Penyuluh yang diangkat menjadi PNS pada tahun 1990 ini mengaku sangat senang menjadi penyuluh, meski diakuinya ada suka dan duka saat menyuluh. Menurutnya penyuluh itu harus menguasai dan paham tentang program Bangga Kencana. Sehingga ia harus mampu menjelaskan dan meluruskan persepsi yang salah selama ini di tengah masyarakat.

”Ada yang mengatakan hal-hal negatif terkait program KB. Saya tertantang, terus menyuluh dan Alhamdulillah orang tersebut kini sudah mendukung dan menjadi akseptor,” ungkapnya dan sambil berharap agar kader terus dibina dan berkualitas. Karena kader, kata Syahlina, ujung tombak suksesnya program di desa.

Penyuluh di Kepulauan

Fitriwati (46 tahun), Koordinator Balai KB Pulau Aceh, Kabuparten Aceh Besar, yang tidak bisa hadir ke Jambore PKB/PLKB karena ada kegiatan Lokmin mengatakan, meski tidak bisa hadir Jambore namun ia mengikuti siaran langsung yang ditayangkan di Medsos. Menurutnya seru, bisa berkumpul dengan penyuluh seluruh Aceh. Ia berharap tahun depan bisa hadir pada kegiatan yang sama tersebut.

Ketika ditanyakan gimana suka duka menjadi penyuluh di daerah pulau terluar Aceh tersebut, penyuluh yang awalnya sebagai relawan pada 2005 hingga 2010 ini mengatakan, terkendala dengan cuaca buruk saat menyeberang ke pulau mengunakan boat ikan. Kemudian arus listrik yang suka padam dan internet yang tidak lancar.
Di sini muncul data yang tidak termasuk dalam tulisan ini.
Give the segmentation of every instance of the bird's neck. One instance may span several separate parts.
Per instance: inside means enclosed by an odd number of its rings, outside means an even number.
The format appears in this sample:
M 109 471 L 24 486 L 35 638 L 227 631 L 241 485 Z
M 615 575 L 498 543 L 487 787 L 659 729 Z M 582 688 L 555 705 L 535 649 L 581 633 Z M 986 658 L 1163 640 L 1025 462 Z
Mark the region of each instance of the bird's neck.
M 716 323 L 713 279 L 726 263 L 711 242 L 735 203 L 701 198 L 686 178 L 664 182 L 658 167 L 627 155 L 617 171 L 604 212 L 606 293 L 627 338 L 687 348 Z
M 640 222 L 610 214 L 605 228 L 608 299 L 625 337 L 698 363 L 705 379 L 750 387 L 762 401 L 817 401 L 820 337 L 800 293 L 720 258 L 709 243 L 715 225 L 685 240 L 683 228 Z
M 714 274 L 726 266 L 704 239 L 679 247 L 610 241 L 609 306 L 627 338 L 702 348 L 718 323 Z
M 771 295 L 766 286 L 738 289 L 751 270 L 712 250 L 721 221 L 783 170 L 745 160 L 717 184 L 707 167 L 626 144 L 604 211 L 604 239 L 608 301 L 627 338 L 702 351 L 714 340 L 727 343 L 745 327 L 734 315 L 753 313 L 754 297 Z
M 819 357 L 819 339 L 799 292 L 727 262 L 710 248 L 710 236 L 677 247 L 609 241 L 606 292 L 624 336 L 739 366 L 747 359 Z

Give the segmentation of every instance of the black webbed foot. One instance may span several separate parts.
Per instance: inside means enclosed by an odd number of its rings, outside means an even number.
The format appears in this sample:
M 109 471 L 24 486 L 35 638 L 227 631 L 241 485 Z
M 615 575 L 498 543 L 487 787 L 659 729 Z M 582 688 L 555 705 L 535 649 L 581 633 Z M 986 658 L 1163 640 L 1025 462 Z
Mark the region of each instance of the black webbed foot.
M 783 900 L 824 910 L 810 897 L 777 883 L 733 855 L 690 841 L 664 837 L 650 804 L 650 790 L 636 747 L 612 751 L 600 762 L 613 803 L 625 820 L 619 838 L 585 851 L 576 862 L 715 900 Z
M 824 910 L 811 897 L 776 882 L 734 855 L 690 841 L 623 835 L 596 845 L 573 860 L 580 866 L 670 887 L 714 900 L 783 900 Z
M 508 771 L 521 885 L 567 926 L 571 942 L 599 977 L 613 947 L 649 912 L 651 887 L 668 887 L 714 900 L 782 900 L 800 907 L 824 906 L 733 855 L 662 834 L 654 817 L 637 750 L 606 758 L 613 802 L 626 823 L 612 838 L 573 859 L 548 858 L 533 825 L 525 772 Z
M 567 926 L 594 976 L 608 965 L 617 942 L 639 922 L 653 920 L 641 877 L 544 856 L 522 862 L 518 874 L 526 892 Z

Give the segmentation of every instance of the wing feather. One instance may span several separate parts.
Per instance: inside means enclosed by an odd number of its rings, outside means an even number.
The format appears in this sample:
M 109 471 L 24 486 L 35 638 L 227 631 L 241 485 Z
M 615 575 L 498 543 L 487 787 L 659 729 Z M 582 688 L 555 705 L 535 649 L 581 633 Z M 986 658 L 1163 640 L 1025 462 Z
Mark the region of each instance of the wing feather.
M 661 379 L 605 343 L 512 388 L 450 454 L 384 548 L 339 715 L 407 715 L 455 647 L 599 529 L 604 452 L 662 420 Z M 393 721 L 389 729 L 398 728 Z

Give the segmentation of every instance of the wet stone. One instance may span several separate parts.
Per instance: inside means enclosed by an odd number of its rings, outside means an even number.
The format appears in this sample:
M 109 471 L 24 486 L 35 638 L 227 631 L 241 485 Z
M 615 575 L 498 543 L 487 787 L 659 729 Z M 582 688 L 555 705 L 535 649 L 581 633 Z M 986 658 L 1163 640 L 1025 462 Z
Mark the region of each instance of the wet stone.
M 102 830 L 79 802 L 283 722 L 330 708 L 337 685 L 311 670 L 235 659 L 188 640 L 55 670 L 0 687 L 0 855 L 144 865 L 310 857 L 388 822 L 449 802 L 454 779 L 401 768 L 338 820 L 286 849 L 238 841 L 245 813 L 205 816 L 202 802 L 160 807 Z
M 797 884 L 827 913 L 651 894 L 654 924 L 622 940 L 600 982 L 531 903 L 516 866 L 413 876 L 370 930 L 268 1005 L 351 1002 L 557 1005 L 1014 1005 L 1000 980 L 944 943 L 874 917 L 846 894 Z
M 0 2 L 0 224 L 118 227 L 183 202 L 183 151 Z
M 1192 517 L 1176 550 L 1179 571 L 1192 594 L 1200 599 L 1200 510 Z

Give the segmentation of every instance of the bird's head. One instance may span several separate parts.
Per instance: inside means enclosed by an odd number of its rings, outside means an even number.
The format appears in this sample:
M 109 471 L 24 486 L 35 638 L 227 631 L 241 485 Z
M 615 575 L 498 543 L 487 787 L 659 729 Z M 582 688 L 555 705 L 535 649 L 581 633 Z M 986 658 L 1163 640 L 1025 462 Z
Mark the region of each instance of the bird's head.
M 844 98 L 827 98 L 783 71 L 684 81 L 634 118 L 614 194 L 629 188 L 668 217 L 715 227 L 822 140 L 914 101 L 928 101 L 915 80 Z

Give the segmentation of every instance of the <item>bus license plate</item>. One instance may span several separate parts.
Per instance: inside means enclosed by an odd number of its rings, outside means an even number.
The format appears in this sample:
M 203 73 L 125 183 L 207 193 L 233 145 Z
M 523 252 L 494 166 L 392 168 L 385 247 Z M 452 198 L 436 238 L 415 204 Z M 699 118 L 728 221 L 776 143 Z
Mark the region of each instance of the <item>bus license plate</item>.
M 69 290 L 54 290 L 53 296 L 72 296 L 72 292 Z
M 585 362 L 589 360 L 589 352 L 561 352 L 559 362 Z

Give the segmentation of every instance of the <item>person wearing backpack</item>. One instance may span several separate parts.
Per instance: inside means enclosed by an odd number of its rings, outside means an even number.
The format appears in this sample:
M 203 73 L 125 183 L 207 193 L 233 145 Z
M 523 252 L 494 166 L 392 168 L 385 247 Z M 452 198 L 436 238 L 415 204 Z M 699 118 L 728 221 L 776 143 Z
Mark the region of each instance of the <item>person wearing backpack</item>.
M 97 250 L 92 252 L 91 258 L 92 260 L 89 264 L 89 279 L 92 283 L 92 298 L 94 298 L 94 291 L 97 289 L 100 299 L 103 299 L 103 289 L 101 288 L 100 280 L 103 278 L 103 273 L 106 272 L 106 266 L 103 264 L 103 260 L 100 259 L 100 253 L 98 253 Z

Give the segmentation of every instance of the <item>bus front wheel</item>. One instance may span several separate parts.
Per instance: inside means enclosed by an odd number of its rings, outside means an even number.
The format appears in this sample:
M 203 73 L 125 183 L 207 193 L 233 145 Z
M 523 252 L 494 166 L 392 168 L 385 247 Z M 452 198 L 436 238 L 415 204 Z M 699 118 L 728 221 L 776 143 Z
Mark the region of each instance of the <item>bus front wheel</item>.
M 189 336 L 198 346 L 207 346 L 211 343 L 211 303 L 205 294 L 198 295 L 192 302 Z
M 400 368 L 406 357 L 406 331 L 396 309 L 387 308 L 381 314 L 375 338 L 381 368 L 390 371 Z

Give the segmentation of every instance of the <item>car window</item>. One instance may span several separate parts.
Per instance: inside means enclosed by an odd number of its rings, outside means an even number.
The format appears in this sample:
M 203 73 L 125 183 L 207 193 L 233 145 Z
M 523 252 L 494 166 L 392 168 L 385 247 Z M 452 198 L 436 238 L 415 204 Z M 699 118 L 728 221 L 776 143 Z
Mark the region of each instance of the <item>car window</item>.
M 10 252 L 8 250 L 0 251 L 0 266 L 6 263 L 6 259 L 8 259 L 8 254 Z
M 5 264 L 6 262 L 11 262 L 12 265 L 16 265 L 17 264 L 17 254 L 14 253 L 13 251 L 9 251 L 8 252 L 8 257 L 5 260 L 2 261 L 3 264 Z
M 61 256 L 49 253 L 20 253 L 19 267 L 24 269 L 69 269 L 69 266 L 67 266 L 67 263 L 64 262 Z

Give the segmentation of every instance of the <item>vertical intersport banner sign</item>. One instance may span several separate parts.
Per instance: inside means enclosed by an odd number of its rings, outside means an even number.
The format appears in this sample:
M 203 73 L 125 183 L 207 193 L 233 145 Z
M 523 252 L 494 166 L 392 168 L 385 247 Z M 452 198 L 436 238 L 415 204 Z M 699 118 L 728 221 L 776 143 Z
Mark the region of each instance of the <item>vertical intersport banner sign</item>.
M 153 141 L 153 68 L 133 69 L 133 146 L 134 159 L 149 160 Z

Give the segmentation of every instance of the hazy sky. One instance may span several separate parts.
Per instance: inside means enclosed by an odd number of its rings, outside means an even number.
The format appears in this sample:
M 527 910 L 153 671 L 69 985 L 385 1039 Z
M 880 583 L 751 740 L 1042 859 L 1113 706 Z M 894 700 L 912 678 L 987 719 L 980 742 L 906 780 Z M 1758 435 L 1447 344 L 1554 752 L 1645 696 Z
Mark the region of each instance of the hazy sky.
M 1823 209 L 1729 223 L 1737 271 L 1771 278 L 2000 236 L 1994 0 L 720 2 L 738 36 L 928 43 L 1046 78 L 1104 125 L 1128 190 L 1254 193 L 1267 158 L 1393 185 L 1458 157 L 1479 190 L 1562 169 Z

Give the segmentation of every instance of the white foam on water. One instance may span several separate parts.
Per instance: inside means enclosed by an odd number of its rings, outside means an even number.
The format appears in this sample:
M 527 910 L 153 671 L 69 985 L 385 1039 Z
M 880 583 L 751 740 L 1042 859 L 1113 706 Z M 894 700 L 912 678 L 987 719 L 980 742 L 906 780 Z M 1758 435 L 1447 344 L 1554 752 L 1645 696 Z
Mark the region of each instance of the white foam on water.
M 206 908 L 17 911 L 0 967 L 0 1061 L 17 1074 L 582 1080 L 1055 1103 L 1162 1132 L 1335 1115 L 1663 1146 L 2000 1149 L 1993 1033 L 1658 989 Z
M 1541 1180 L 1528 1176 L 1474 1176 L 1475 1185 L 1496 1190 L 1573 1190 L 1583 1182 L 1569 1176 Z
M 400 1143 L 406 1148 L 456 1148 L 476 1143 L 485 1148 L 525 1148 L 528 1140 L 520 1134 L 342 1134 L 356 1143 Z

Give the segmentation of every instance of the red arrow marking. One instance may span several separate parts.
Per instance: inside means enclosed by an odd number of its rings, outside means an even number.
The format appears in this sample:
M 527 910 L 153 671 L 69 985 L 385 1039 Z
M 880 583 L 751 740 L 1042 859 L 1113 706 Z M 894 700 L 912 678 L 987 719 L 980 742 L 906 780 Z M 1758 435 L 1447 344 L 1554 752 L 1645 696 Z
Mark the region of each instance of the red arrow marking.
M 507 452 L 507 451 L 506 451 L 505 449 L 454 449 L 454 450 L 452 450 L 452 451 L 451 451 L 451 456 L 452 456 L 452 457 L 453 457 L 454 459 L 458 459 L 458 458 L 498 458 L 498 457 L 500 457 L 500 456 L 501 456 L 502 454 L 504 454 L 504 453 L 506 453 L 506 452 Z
”Balai tidak saja menjadi tempat kerja namun di sini saya juga menginap. Ada rasa takut juga pas mati listrik, apalagi di belakang balai hutan lebat,” ucapnya yang mengaku tinggal sendiri di balai, karena rumahnya di Kecamatan Peukan Bada. Jika harus ke Kecamatan Pulau Aceh harus menyeberang lautan dengan menggunakan boat tradisional menuju Pulau Beras. Di Kecamatan Pulau Aceh ada dua pulau besar yang berpenghuni, yaitu Pulau Nasi dan Pulau Beras. Dan di Pulau Beras terdapat Balai KB Pulau Aceh dimana koordinator balai ini tinggal seorang diri, dari Senin hingga Jum’at.

Fitri (panggilan akrabnya) diangkat menjadi PNS pada 2010 mengikuti tes K2 di OPD KB Aceh Besar. Meski terkendala cuaca, arus listrik yang suka padam, dan internet yang putus nyambung, tidak mengecilkan tekatnya menyuluh dan edukasi masyarakat dengan program KB. ”Kecintaan saya pada profesi saya ini, telah mengecilkan rasa takut saya. Cuma saat ini saya terkendala dengan jumlah personil, kalau bisa ditambah. Sebab ada 17 desa menjadi binaan kami dan lokasinya jauh-jauh, perjalanannya paling dekat satu jam setengah,” tuturnya.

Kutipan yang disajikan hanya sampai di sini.